Step 1—Determine Amount of Siding Needed
Before beginning a siding project, you must first ascertain how much siding you will need to purchase. This will depend on the size of siding you use—so to begin, you must measure the surface area of the walls you intend to cover with siding. Remember, square footage is determined by the calculation: length x height = square feet. Subtract for openings such as windows and doors, but order a little more than you calculated for in order to cover trim and cutting waste. Wood paneling is normally sold by the linear foot rather than square foot, however, so you must multiply the square foot needed by the factor for lineal feet. Most companies will list such calculations for you, and employees at stores will also be able to assist in determining the accurate amount of siding needed for your project.
Step 2—Prep Wall Surface
Once all the supplies are obtained, siding included, you still aren’t quite ready to begin installation. You must first make sure that the wall is prepared for a new covering. The surface should be clean, and studs should be marked for stable areas to nail during installation. It is often recommended that building paper be adhered to the wall prior to siding to make it more weather-resistant.
Step 3—Determine Your Style of Installation
The great thing about tongue and groove siding is the variety of options available. It can be applied horizontally, vertically, or even diagonally. The most standard is horizontal installation, working from the bottom up (which will be the choice for the following instructions).
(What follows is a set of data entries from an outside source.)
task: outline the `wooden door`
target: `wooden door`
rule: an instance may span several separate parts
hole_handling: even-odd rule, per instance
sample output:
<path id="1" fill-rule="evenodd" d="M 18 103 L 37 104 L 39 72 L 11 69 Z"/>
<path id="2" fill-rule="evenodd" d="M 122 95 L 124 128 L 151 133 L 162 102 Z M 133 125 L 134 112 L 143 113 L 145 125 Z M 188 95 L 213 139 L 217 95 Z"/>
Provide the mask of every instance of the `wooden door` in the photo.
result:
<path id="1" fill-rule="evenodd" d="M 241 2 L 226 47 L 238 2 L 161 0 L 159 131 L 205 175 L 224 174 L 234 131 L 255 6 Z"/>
Step 4—Install the First Piece
To install the first piece of siding, line it up with the bottom of the wall against an edge, such as a doorframe. The tongue section of the board should be at the top, with the groove section at the bottom. If the siding is up to 6 inches wide, it can be nailed with one siding nail per bearing, but siding any wider should use two nails per bearing. Nails should penetrate 1-1/4 inch into solid wood behind the siding.